The seeds for Madame de Tessé are the Magnolia glauca. Had she had her choice in the whole vegetable kingdom, it is what she would have chosen. Hitherto she has been accustomed in Europe to recieve it in small handfulls. It is the first instance of a box coming charged with that alone. She says that M. de Malesherbes has been obliged to say enough, though more insatiable than herself. In fine she is charmed with this example of Virginian profusion. It seems to have compensated for Virginian inattention.—Among the letters I here inclose you, is one from Mde. de Tott, who will tell you probably a great many fine things on the part of Mde. de Tesse. I leave the article of compliments &c. to her.
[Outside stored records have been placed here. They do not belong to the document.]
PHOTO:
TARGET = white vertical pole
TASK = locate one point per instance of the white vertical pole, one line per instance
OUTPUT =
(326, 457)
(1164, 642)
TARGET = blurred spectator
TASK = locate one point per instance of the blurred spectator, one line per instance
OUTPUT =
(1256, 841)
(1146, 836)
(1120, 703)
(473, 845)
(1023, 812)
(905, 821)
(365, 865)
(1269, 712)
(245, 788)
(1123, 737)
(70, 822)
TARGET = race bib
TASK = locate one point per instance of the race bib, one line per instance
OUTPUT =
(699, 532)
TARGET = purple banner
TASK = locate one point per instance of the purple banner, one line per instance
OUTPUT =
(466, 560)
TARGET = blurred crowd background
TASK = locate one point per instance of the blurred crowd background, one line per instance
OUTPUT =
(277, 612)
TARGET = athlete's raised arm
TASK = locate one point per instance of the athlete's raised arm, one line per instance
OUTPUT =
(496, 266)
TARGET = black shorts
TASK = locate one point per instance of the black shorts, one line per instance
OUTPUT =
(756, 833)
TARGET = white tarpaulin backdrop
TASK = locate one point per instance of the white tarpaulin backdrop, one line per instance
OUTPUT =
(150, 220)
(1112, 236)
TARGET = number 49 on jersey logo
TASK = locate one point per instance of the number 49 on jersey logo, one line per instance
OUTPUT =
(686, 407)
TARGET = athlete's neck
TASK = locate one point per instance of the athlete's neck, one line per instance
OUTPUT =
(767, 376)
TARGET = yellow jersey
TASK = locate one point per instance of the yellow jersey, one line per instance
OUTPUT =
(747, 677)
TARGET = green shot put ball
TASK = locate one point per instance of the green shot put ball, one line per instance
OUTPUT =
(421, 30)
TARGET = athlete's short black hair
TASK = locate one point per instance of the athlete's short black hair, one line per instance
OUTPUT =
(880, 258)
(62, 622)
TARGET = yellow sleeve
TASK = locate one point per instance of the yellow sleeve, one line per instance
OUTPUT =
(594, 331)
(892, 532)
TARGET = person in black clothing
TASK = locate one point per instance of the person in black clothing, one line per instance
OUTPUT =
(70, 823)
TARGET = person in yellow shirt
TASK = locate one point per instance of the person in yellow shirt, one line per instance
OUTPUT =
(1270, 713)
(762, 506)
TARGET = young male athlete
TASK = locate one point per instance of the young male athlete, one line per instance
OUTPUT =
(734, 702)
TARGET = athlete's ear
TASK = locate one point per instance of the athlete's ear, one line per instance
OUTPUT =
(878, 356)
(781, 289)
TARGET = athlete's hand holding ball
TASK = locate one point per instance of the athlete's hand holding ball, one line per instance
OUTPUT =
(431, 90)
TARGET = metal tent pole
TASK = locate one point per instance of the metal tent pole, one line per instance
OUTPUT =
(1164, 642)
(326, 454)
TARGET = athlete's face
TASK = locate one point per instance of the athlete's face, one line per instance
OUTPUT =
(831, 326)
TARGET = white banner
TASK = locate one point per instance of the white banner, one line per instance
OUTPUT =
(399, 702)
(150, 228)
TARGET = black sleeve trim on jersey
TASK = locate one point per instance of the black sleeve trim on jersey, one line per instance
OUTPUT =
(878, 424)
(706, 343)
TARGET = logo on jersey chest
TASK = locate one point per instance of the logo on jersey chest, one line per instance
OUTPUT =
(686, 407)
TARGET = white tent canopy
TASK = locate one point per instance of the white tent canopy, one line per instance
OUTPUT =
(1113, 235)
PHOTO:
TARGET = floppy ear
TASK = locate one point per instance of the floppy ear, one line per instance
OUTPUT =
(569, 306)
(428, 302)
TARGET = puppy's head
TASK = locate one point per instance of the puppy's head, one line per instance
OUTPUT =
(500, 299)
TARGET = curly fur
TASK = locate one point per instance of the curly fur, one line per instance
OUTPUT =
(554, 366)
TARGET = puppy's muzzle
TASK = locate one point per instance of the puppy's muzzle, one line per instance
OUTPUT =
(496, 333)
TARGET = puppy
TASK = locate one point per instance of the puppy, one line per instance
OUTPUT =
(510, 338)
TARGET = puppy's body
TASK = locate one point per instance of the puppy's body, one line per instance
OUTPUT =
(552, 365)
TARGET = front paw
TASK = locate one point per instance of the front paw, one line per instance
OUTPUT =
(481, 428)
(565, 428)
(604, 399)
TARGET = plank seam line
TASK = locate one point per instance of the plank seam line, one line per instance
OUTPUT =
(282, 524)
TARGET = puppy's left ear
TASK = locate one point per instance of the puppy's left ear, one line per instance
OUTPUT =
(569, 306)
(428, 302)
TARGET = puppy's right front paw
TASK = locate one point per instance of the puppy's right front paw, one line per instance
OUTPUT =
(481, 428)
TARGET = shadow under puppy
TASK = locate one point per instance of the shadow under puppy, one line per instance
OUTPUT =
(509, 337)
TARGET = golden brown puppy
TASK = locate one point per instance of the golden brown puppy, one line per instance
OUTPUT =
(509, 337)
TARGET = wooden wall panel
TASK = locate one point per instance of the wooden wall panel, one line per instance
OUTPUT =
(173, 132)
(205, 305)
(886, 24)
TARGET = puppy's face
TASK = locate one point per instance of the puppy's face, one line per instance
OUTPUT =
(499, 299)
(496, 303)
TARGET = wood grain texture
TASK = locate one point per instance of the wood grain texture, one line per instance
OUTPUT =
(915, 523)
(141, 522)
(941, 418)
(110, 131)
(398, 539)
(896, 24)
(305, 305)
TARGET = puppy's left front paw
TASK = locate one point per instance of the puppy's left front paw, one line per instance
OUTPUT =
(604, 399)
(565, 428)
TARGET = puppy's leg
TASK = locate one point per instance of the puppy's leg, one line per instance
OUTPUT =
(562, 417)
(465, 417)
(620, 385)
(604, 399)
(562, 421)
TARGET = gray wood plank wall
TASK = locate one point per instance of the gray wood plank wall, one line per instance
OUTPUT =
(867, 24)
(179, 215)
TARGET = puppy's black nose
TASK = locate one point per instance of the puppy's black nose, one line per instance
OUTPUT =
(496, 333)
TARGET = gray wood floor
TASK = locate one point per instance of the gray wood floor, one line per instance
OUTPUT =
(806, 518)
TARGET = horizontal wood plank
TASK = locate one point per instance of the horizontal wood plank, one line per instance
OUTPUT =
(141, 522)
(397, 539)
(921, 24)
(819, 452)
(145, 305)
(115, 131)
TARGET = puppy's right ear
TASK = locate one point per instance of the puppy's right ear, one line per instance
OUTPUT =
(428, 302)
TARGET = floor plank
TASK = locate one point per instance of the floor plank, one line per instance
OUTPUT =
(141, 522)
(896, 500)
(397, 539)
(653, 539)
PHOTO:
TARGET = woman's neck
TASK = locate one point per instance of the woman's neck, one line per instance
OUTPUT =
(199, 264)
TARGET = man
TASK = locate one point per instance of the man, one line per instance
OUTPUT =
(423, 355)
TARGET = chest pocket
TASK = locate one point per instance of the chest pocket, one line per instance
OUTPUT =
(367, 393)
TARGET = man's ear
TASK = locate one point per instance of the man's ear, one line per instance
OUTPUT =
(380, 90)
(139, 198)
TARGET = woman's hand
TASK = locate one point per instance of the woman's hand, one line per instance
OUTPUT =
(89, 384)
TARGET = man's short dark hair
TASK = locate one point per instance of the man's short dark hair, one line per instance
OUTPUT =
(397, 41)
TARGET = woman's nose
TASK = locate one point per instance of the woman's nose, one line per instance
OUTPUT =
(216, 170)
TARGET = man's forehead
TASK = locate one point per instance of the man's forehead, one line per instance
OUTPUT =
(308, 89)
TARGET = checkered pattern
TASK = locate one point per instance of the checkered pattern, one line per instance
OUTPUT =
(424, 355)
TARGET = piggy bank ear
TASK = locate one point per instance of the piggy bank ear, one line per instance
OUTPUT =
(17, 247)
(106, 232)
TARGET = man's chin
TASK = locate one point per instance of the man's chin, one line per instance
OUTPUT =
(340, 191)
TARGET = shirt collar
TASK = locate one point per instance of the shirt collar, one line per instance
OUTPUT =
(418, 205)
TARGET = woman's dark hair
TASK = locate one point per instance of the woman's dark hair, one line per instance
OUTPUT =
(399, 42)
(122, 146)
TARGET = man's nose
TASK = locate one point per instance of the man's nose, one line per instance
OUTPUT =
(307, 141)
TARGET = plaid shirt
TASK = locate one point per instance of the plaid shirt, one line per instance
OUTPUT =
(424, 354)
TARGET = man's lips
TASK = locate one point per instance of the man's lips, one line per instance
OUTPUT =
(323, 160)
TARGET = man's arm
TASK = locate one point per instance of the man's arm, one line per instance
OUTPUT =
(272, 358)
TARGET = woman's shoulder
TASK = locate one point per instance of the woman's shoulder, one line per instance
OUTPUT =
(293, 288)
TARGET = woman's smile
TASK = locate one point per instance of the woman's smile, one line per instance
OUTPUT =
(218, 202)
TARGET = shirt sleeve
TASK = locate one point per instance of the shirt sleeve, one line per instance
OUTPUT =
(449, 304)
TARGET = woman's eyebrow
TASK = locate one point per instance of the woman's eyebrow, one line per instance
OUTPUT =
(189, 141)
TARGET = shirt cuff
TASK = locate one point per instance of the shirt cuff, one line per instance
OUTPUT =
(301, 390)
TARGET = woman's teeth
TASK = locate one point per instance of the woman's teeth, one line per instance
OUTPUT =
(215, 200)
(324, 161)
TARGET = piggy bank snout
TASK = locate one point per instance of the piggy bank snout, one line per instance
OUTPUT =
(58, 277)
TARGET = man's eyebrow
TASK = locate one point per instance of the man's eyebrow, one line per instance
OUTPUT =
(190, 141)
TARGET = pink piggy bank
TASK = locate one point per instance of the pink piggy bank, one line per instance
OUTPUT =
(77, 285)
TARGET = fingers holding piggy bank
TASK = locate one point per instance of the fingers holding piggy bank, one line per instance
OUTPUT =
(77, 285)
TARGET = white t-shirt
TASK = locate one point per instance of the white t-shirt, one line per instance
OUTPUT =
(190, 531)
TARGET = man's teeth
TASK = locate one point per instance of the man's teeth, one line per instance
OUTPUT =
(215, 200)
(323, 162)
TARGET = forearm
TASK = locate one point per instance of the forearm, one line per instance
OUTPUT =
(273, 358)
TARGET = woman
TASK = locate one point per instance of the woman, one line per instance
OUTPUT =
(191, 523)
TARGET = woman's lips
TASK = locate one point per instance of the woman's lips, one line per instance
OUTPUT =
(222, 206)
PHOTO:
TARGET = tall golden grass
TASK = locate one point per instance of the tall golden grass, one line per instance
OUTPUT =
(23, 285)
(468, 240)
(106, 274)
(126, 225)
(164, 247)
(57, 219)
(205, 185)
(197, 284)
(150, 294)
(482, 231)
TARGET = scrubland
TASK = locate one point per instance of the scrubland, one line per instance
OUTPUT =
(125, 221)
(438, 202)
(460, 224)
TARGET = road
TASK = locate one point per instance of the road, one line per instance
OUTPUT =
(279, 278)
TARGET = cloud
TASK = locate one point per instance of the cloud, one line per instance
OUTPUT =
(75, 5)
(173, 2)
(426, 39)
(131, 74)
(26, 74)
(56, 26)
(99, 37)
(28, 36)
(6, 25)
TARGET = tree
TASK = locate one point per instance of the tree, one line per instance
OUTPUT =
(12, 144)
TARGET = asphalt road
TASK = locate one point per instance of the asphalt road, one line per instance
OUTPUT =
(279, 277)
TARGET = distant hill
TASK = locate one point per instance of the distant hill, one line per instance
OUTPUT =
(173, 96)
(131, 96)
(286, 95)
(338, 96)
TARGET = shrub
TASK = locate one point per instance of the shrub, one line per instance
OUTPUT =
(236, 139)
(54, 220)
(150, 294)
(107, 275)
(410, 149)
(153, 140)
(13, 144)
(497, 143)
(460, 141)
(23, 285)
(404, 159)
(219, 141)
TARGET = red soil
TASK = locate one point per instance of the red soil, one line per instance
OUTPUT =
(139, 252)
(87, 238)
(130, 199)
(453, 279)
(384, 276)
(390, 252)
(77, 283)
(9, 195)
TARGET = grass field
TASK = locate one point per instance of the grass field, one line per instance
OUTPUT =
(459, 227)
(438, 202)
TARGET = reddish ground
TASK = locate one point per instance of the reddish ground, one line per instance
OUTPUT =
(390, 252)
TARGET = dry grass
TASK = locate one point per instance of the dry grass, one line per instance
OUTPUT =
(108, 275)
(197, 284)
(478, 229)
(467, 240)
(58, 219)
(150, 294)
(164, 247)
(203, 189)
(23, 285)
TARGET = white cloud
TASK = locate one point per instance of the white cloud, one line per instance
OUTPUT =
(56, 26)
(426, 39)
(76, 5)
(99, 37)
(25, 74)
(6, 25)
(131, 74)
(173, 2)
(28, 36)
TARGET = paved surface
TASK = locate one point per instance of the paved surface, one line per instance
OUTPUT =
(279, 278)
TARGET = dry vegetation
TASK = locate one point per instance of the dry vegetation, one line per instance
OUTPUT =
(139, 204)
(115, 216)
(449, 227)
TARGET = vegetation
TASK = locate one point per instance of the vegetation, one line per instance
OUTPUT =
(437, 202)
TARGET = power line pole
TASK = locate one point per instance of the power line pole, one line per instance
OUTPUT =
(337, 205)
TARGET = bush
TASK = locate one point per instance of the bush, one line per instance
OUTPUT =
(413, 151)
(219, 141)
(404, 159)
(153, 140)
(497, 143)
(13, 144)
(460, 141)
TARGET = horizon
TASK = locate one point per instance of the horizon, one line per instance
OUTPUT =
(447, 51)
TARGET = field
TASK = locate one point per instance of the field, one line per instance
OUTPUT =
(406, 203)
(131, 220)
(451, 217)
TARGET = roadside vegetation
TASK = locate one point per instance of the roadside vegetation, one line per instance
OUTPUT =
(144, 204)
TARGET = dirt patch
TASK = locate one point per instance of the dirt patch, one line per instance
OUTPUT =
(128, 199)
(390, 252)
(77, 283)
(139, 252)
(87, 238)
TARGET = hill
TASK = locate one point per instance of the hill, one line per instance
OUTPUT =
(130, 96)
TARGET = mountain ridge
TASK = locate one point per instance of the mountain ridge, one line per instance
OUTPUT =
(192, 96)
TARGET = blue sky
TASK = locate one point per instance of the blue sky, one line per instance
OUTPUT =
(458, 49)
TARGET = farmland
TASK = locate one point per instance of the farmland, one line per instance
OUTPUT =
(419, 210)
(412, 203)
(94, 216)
I recieved yesterday a letter from Stockdale begging I would send him without delay the plate. I despatched instantly a messenger to Barrois, the Abbé de Morellet’s bookseller, whom I have been hurrying from the moment of his having the plate in his possession. His answer was that he did not know if the striker of the maps was done with it but would send to know, and give me an answer this morning, yesterday being sunday. I have heard nothing yet from him. I have desired Petit not to let him rest as Stockdale seems very intent on having the plate immediately.
The Assembly it is said will rise on Thursday, and a bed of justice is talked of but I believe without foundation. The American credit has been treated very contemptuously in the Count D’Artois bureau, and the American debt affected by some, to be considered as doubtful. On enquiry into this debt I find I have been mistaken in supposing that the interest of the 24. millions had been hitherto paid. The arrears are much greater both of principal and interest than I had imagined. Would to Heaven America would determine to pay off the whole both due and to become due, at one blow.—During the month of May we have had incessant rains until three or four days past; the wind is now north and promises fair weather. I hope it will soon bring you here. Be assured my dear Sir of the sincerest attachment of Your friend & servant,
RC (DLC); endorsed. PrC (DLC: Short Papers). Recorded in SJL as received 31 May 1787 at Nantes. In addition to the letter from Madame de Tott of 19 May 1787, the following that TJ also received at Nantes at the same time were probably enclosed by Short: From Adams, 18 Apr. 1787; from Cary, 21 Mch. 1787; from Eppes, 23 Oct. 1786; from Martha Jefferson, 3 May 1787; and from Wythe, Jan. 1787.